Reial Phillips, who was part of the “Armed Response Gang” ? an offshoot of the Burger Bar Boys ? was jailed for his part in a gangland turf war which saw six people shot.
He was originally jailed for 27 years in a court case which uncovered sickening videos where he and fellow gang members boasted about shooting people and mocked rivals the Johnson Crew.
However, an Appeal Court judge has cut his sentence to 20 years, saying it went “altogether too far”.
Lord Justice Davis ruled the original sentence on Phillips, aged 21, of Musgrave Road, Winson Green, was “a quite enormous period of time in custody” for a young man.
Unlike under his original sentence, he will now qualify for automatic release 10 years into the new jail term.
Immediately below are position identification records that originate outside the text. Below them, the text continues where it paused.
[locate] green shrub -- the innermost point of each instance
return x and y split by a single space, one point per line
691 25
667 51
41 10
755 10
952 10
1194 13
“That of course still remains a very, very, long sentence for a relatively young man to face,” the appeal judge said.
“But this very serious criminality in the context of gangland activities calls for a very long sentence.”
Under his previous sentence, Phillips would have served a minimum of 16-and-a-half years behind bars.
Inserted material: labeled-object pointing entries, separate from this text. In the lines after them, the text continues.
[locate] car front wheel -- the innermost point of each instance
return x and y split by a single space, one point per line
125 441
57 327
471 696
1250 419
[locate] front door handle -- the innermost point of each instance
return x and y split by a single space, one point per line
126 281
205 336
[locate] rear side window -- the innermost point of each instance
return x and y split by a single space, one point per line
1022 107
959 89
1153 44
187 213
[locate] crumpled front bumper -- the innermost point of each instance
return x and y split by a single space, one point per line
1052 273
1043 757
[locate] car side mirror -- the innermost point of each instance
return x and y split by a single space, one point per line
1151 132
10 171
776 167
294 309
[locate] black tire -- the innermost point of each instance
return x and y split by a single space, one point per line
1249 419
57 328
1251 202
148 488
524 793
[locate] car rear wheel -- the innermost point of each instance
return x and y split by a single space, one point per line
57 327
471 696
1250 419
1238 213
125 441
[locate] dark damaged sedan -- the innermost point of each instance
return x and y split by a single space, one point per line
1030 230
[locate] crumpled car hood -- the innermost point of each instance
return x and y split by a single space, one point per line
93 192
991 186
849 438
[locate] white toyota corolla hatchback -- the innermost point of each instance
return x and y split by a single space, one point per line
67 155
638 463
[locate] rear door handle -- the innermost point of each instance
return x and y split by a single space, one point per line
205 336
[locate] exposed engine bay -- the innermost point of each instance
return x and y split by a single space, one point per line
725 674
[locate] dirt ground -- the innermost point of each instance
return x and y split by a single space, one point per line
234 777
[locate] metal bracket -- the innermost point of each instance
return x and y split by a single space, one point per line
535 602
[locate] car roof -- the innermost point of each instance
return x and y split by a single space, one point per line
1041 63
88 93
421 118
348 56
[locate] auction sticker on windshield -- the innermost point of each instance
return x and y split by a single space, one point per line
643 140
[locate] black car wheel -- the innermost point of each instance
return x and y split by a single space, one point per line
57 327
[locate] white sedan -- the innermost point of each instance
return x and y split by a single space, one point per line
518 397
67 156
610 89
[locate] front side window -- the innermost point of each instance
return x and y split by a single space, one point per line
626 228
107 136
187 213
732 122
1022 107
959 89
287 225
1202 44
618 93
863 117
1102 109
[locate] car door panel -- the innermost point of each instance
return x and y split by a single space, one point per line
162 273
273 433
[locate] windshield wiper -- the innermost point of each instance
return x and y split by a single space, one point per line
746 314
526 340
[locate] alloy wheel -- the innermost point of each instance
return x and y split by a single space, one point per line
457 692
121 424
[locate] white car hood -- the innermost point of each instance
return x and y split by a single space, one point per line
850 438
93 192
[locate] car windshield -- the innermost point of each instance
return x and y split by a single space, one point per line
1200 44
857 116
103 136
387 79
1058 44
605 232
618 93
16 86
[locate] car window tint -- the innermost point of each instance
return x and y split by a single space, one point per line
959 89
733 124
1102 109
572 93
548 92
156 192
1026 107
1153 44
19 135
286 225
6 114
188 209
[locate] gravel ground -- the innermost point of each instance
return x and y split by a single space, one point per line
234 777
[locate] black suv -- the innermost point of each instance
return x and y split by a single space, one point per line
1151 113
Ishmail Ezekiel Lee, 28, of Leicester Street, Wolverhampton, also appealed against his sentence.
He was convicted for his part in the conspiracy to supply cocaine and heroin and was caged for 14 years on October 18 last year.
But the judges rejected his appeal, ruling his punishment was ‘understandably severe’ and ‘not arguably excessive’.
Phillips had been jailed in October over gangland shootings in 2015 as part of a ‘long-standing’ feud with the “Get Money Gang”.
A gun, which is yet to be found, was fired at least eight times and six people injured, some of whom had no links to any gang, London’s Appeal Court heard.
Phillips admitted conspiracy to possess a firearm with intent to endanger life and having ammunition of the same kind as that used in the shootings.
He also admitted possessing a separate firearm with intent to cause fear of violence and conspiracy to supply cocaine and heroin.
Phillips originally got nine years for the drug offences and an extended sentence for the gun crimes at Birmingham Crown Court on October 4 last year.
That was made up of 18 years in a young offenders’ institution, and five extra years on licence, after he was condemned as a dangerous offender.
The judge who jailed him said “crimes of this nature have to be stamped out and only the harshest of sentences are appropriate”.
Phillips took part in videos uploaded on to YouTube where he was seen doing his best “to ramp up the tensions between the gangs”.
His barrister, Andrew Hall QC, argued that the judge was wrong to call him “dangerous” and imposed far too tough a sentence given Phillips’ youth.
He had never been in custody before and had only one relatively minor previous conviction for a public order offence, the court heard.